Dünya

Almanya-İsrail: Can Dostlar

İsrail ile Almanya diplomatik ilişkilerini bundan 50 yıl önce başlattılar. O dönemlerde bu iki devletin nasıl bir gelişme göstereceğini kimse kestiremiyordu.

12 Mayıs 2015 10:57


Almanya'nın ilk İsrail Büyükelçisi Rolf Pauls 1965 yılında İsrail'e geldiğinde göstericilerin domatesli protestoları ile karşılanmıştı. Bugünse İsrail’in eski Almanya büyükelçileri Avi Primor ve Şimon Stein ilgiyle karşılanıyor, sık sık televizyon kanallarındaki sohbet programlarına davet ediliyorlar.

İyi ilişkilerin temeli insanî ilişkilerde yatıyor

İsrail'in her iki eski büyükelçisinin ve Alman politikacıların çoğunun görüşüne göre Almanya-İsrail ilişkileri günümüzde çok iyi bir konumda. Primor, bunun her şeyden önce iyi insanî ilişkilerde yattığı kanısında. Almanya İsrail ile daha resmen diplomatik ilişkilere geçmeden önce de kişisel temelde temaslar vardı ve bunlar gelecekteki siyasi ilişkilerin de temelini oluşturdu.

Bilimsel araştırmalarda işbirliği, kültürel alanda yoğun işbirliği

Özellikle bilimsel araştırmalar alanında Rehovot’taki Weizmann Enstitüsü ile Alman Max-Planck Enstitüleri arasındaki yoğun ilişkiler 1950’li yıllara dayanıyor. 2012 yılında ortak kurulan Max Planck Weizmann Merkezi’nde ise arkeoloji ve antropoloji alanlarına ilişkin faaliyetler var.

Kültürel alışveriş alanında da ilişkiler çok sıkı. Her iki ülkede diğer ülkedeki sanat, edebiyat, film, müzik alanlarına son derece büyük bir ilgi var. İki ülkenin yazarları arasında düzenli toplantılar yapılıyor; ortak film günleri, sergiler düzenleniyor. Tahminlere göre Berlin’de 20 binden fazla İsrailli yaşıyor. Her yıl binlerce Alman genci ve genç yetişkinler İsrail’e ya gönüllü ya turist veya değişim öğrencisi olarak gidiyor. İsrail ile Almanya arasında 1969 yılından bu yana da gittikçe daha yoğun bir biçimde genç değişimi gerçekleştiriliyor. İsrail’deki Alman Büyükelçiliği’nin verilerine göre bu buluşmalara her yıl her iki ülkeden 9 binin üzerinde genç katılıyor.

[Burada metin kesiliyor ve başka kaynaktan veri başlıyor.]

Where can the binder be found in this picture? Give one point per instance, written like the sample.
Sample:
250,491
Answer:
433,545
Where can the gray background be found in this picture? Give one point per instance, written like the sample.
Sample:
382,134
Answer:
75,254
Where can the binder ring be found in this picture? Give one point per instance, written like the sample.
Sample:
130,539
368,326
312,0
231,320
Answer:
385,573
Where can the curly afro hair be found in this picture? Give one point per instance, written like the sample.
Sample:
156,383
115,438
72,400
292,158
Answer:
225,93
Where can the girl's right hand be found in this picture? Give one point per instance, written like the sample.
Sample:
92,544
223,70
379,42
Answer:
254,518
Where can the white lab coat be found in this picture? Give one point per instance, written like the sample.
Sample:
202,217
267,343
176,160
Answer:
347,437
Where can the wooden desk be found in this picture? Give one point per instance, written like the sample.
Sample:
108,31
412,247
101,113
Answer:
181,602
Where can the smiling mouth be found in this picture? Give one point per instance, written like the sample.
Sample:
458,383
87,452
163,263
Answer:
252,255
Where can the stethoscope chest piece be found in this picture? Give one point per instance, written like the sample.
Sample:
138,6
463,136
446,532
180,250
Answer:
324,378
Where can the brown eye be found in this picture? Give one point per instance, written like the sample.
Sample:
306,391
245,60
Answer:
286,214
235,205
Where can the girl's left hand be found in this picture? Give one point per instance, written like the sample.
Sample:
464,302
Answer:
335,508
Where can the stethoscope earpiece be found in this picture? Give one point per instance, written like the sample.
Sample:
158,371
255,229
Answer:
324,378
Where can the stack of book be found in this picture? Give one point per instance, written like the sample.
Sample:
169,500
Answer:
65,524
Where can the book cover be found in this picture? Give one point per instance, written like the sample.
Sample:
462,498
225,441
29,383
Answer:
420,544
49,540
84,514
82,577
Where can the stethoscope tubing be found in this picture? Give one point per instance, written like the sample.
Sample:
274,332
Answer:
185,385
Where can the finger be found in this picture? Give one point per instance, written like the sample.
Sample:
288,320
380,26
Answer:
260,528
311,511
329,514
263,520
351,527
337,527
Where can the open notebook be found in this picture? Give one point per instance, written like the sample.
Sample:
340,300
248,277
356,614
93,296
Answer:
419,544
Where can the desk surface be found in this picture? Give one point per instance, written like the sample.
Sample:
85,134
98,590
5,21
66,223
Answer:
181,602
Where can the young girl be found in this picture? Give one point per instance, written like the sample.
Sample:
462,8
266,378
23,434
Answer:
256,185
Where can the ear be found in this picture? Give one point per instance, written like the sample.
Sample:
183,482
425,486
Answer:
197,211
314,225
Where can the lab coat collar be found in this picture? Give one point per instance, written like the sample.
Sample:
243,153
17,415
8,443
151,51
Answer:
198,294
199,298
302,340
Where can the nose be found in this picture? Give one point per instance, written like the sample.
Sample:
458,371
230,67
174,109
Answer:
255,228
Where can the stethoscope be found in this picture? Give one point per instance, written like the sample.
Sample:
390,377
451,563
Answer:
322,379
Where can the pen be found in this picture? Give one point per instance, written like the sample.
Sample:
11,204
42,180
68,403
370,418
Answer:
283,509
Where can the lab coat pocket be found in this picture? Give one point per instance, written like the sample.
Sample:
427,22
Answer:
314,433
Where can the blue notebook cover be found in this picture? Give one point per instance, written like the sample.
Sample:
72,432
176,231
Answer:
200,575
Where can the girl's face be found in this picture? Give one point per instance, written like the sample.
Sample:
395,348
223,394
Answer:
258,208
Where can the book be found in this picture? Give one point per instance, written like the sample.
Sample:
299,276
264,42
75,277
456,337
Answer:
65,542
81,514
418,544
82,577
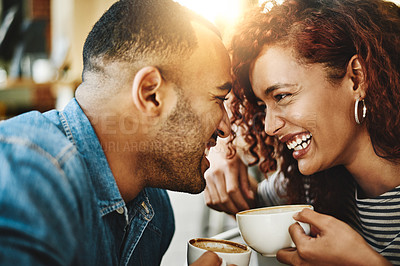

Siyasi işbirliği de çok sıkı

Siyasi alanda da İsrail ile Almanya arasındaki işbirliği çok sıkı. Her iki ülkenin hükümetleri de her yıl hükümetlerarası istişare toplantılarında biraraya geliyor. Almanya Dışişleri Bakanı Frank-Walter Steinmeier bu konuda şunları söylüyor: “Almanya-İsrail ziyaretleri artık yerleşik, günlük siyasi programımızın bir parçası. Hatta öyle ki yılda bir kere her iki tarafın hükümetleri tam kadro bir masa etrafında toplanıyor, projeler geliştiriyor. Dostlar arasında olağan olduğu üzere gülüp eğleniliyor ama tartışılan noktalar da oluyor. Ben Gurion ile sonradan Konrad Adenauer’in ektikleri siyasi tohumlar şimdilerde boy vermiş durumda ve onların meyveleri, örneğin ortaklaşa olarak Yahudi karşıtlığına ve ırkçılığa karşı uluslararası arenalarda verdiğimiz mücadelede sınırlarımızı da aşıyor.”

Mihal Biran: 'Almanya ile dostluğun temelini eşitlik ve barış gibi ortak değerler oluşturuyor'

Steinmeier’in mensubu olduğu Alman Sosyal Demokrat Partisi (SPD), onyıllardan bu yana Sosyalist Enternasyonal’deki İsrail sosyal demokratları ile sıkı temas içinde. İsrail İşçi Partisi’nden genç Knesset milletvekili Mihal Biran, Almanya’nın İsrail’in gerçek dostu olduğunu vurguluyor ve Almanya ile dostluğun temelini eşitlik ve barış gibi ortak değerlerin oluşturnduğunu belirtiyor.

Olumsuz gelişmeler de var

Ancak her iki ülke arasında iyi ilişkilere gölge düşüren gelişmeler de var. Berlin’deki bir futbol maçı sırasında bir İsrail bayrağının gösterilmesinin polis tarafından yasaklanması buna iyi bir örnek. Bertelsmann Vakfı’nın bir araştırması da Almanların İsrail’e karşı gittikçe daha mesafeli bakma eğilimi içinde olduğunu ortaya koyuyor. Öte yandan araştırma, İsraillilerin üçte ikisinin Almanya’ya karşı olumlu baktığını saptıyor. Almanların yüzde 62’sinin ise İsrail imajı olumsuz. Ve Almanların yüzde 65’i artık tarihî geçmişin üzerine çizgi çekilmesini talep ediyor.

Yeşiller Partisi'nin Federal Meclis Grubu Başkanı Katrin Göring-Eckardt bu talebe şu sözlerle karşı çıkıyor: “Böyle düşününlere karşı koymalıyız. Tarihi tanımak, anlamak, yaşınız ne olursa olsun ve kişisel sorumluluğunuz bulunsun ya da bulunmasın, sorumluluğu yaşamak anlamına geliyor. Bazı şeyleri hiçbir zaman unutmamak, ipotek altında kalmak değil, diğer kuşaklara aktaracağımız en önemli mirastır.”